Monday, May 21, 2012

Ship-shape and Bristol fashion

Many in North America have heard the term ship-shape in reference to high quality, but the Bristol fashion part is often not used. This phrase originates from the United Kingdom.

Bristol is a city in the U.K. that has served as a seaport for thousands of years. The city is several kilometres from the ocean and has a river where ships enter the seaport. Bristol harbour is susceptible to drastic water level changes with the tides, so much so that before the 18th century ships would be beached during low tide. This meant that ships that were not of sound construction would be destroyed in the process. Furthermore, sturdy ships needed to ensure that their cargo was secure in order to prevent their contents from shifting during the beaching process.
Bristol harbour

Ship-shape and Bristol fashion are two phrases merged into one. Ship-shape was first used in the 17th century and the Bristol fashion part was added in the early 19th century. Originally, the term was used to indicate the need to secure a ship's cargo during transport to being used today to indicate something of high quality.

Thank you Amanda for suggesting this phrase.


  1. I worked as a deck hand in the British merchant navy in the 1970s,for a time I worked for a company called houlder bros I was on 2 general cargo boats running from the UK to South America,on the way out we stripped down and serviced all the lifting gear,ropes and tackle,we used these to unload cargo in Brazil,Uruguay and Argentina and to load return cargo to bring back to the UK.On the way back across the Atlantic we painted her from top to bottom so that when we arrived back in the UK we looked "All ship shape and Bristol fashion"when the owners came down to what ever docks we were at,sometimes it was actually Avonmouth near Bristol at that time...

  2. The saying has been corrupted over time with the word "fashion" being more commanly used in relation to clothing.
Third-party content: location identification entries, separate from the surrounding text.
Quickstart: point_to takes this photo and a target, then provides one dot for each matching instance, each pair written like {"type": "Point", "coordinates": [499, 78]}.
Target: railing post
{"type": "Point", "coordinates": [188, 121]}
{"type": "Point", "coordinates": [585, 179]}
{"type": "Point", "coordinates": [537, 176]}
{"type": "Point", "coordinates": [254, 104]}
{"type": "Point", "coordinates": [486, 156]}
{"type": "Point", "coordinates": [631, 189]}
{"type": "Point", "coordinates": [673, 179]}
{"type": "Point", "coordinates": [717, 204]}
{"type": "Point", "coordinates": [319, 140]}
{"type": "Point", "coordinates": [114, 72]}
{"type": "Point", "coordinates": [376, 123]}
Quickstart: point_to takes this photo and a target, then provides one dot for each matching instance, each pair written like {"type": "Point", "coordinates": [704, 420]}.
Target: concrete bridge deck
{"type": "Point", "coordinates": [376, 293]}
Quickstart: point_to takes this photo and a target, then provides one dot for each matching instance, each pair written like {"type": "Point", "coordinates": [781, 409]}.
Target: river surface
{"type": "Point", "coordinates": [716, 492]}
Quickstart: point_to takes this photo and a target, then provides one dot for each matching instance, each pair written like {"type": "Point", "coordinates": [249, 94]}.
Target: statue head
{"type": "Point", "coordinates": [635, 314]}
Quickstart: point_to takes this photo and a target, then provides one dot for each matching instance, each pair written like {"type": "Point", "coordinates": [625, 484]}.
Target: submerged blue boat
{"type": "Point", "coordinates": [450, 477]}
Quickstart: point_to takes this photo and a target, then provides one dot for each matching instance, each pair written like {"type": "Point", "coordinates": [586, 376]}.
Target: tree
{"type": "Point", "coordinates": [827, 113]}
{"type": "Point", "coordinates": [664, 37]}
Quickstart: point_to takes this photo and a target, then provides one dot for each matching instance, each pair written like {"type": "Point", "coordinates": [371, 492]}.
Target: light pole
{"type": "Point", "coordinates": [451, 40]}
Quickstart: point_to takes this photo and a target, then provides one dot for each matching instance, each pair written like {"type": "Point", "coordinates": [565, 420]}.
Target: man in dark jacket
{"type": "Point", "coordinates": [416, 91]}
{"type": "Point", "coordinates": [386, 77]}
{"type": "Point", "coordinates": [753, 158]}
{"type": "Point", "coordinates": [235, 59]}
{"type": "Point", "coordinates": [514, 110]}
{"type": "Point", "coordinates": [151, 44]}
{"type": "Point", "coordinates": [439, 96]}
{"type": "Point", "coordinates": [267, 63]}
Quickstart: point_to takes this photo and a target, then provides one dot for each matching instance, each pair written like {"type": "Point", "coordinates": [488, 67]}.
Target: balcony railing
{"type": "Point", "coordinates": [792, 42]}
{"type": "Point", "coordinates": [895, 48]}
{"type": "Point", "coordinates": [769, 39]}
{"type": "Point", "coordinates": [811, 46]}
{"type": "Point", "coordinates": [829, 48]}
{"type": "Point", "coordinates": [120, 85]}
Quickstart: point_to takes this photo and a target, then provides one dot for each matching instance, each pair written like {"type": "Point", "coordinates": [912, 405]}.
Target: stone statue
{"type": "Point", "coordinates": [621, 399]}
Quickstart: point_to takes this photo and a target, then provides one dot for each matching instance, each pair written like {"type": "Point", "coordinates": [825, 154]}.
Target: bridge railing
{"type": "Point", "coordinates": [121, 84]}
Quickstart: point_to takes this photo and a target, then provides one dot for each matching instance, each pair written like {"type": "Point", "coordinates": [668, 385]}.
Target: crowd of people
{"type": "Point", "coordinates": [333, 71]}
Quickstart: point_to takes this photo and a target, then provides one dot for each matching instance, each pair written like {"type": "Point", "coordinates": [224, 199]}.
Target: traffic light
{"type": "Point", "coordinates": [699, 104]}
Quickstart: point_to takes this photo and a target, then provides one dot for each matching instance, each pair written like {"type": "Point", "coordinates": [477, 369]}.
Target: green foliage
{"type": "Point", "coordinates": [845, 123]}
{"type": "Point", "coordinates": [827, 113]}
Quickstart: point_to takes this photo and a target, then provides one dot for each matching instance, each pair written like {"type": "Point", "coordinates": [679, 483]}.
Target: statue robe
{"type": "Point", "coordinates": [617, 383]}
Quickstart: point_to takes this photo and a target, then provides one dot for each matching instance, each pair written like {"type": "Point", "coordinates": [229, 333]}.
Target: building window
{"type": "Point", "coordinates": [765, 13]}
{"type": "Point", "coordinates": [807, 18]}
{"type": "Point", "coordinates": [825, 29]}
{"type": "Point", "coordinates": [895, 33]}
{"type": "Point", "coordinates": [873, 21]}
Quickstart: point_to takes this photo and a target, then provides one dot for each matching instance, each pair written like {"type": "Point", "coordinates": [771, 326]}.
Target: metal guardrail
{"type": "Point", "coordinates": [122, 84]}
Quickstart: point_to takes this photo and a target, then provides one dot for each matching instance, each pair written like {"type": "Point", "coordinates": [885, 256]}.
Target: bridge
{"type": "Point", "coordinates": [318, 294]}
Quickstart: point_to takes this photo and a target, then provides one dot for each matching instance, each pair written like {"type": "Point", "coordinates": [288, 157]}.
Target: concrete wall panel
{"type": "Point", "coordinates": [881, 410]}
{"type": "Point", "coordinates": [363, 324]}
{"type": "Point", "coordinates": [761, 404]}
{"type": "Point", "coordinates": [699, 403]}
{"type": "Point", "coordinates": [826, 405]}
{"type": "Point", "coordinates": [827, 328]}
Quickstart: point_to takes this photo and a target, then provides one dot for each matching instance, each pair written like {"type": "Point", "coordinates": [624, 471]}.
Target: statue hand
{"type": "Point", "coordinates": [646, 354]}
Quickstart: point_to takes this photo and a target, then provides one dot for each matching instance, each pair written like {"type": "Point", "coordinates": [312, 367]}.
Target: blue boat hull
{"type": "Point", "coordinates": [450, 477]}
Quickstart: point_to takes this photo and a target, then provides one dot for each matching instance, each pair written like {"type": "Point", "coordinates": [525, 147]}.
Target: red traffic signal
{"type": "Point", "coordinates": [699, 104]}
The correct phrase is "Bristol fashionED", which is not the same thing at all.
    In the days of sail ships would most likely return to their home port with damage that had been hastily repaired, or have temporary replacement bits made from whatever material came to hand, by the crew at sea just to keep the ship afloat and navigatable.
    Many would arrive home with torn sails that had been lashed up at strange angles, bits of superstructure missing, holes crudely patched, etc.
    Bristol was a huge centre for shipping in those days. The port was packed full of shipmakers, chandlers, sail makers, etc. So on leaving Bristol on its next voyage the ship would once again be "ship shaped and Bristol fashioned". In other words, in perfect working order with parts made (fashioned) by the actual craftsmen of Bristol, not some nameless matelot doing his best in a force 5 gale.